Packaging companies that have invested in recyclable materials, compostable substrates, or mono-material solutions are seeing real valuation premiums. I'm not talking about greenwashing — I mean businesses that have R&D capability in sustainable materials, can demonstrate reduced material usage, and hold certifications like FSC, SFI, or How2Recycle.

The sustainability angle also opens up a different buyer pool. Impact investors and ESG-focused PE funds are actively seeking packaging businesses with credible sustainability stories. That incremental demand translates to higher multiples at the margin.

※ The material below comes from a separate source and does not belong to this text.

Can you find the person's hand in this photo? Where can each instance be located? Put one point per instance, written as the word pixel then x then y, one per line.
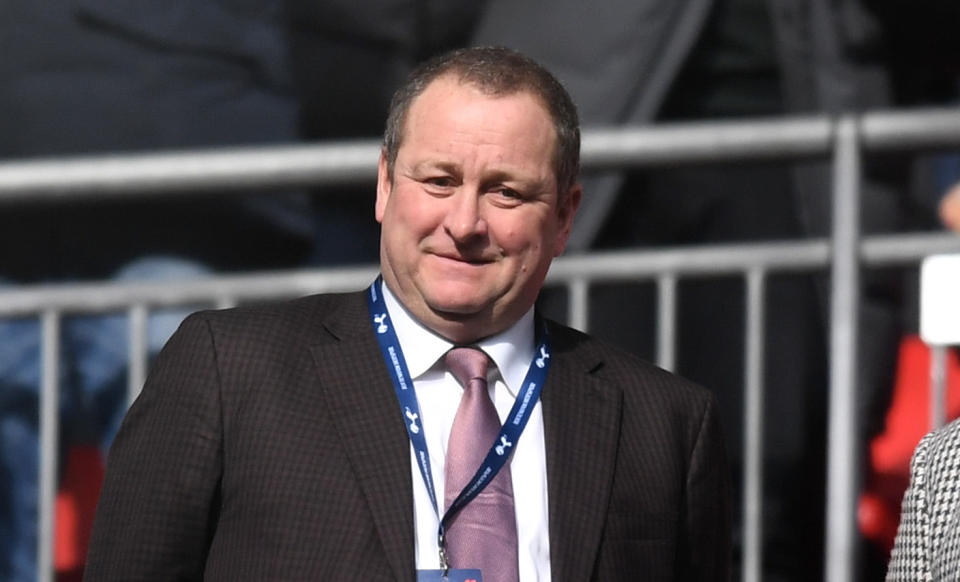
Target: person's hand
pixel 950 208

Food Safety Certifications: The Hidden Value Driver

If you package food or beverage products, your SQF, BRC, or FSSC 22000 certification is worth more than you think. These certifications take 12-18 months to achieve, require significant investment in facility upgrades and quality systems, and are non-negotiable for major food and beverage companies. A buyer looking to enter the food packaging space would need to invest $200-500K and wait over a year to get certified — or they can acquire you and have it on day one.

I've seen food-certified packaging businesses trade at 1-2x EBITDA premiums over non-certified competitors. The certification is a real barrier to entry that protects margins and customer relationships.

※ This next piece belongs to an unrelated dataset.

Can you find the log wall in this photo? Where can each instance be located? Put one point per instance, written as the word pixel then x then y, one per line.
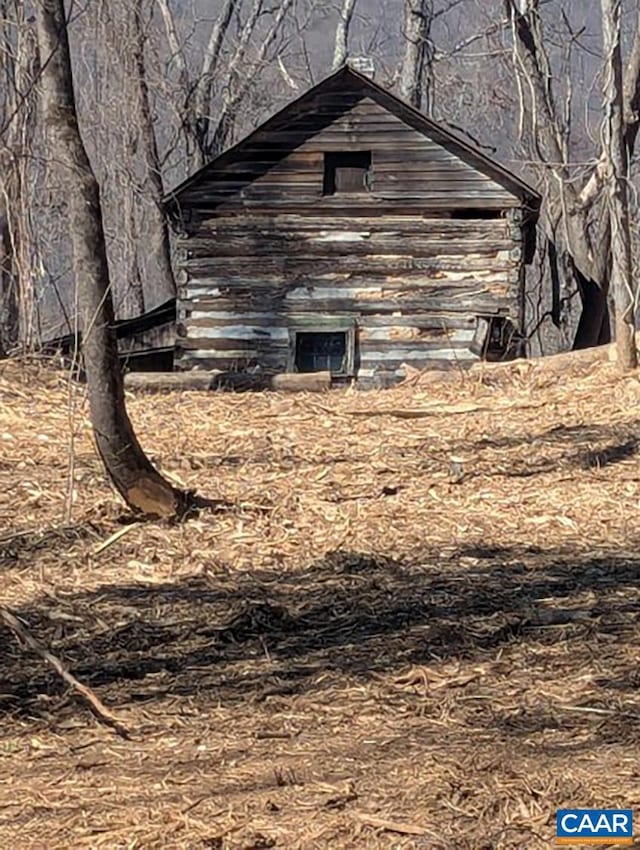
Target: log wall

Size Brackets and the PE Consolidation Wave

Our data shows a stark size gap. Packaging businesses under $5M in enterprise value trade at around 0.56x revenue. In the $5-25M bracket, you're looking at 6.4x EBITDA and 0.6x revenue. The jump reflects the dramatic expansion of the buyer pool once you reach scale that interests private equity.

The PE playbook in packaging is well-established: buy a platform at 7-9x EBITDA, bolt on smaller acquisitions at 4-6x, realize synergies through purchasing leverage and cross-selling, and exit the combined platform at 9-12x. If you're a sub-$10M packaging business, the most likely path to a premium exit is as a bolt-on to one of these platforms.

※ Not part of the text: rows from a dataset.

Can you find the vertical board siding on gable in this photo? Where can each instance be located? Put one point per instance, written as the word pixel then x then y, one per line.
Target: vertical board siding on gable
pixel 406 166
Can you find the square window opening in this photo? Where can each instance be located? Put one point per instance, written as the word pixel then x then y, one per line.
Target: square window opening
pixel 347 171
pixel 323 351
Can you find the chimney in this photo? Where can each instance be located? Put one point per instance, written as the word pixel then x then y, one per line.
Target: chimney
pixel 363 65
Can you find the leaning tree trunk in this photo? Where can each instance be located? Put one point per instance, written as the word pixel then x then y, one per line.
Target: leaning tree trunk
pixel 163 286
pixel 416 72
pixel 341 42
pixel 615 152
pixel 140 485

There are currently 50+ PE-backed packaging platforms actively acquiring in North America. Understanding which platforms are buying in your substrate and geography is critical to running a competitive sale process.

Customer Concentration in Packaging

Packaging businesses are especially vulnerable to customer concentration. It's common for a packaging company to have 30-50% of revenue with a single CPG company or retailer. When that customer represents half your revenue, you're not really running an independent business — you're running a captive supplier.

The worst scenario I've seen: a label company with 55% of revenue from one beverage company. When we went to market, every buyer modeled the risk of losing that customer and reduced their offer by 25-35%. The owner ended up selling for roughly 5x EBITDA when comparable diversified businesses were trading at 8x. That concentration gap represented over $2M in lost value on a $4M EBITDA business.

The benchmark I tell packaging owners to target: no single customer above 20%, and your top five customers below 50% in aggregate. If you're above those thresholds, start diversifying before you go to market.

The Bottom Line

Packaging is a mature industry where valuation rewards specialization, customer stickiness, and operational discipline. The businesses that command premium multiples are the ones that have moved beyond commodity production into custom solutions, invested in modern equipment and certifications, and built diversified customer bases with real switching costs.

The current M&A environment is favorable for packaging business owners. PE consolidation is active, strategic buyers are acquisitive, and debt markets are accommodating packaging deals because of the industry's essential nature and recession resistance. If your business has $1M+ EBITDA, modern equipment, and a reasonable customer mix, you're in a strong position. The key is understanding where your business fits in the buyer landscape and running a process that brings the right buyers to the table.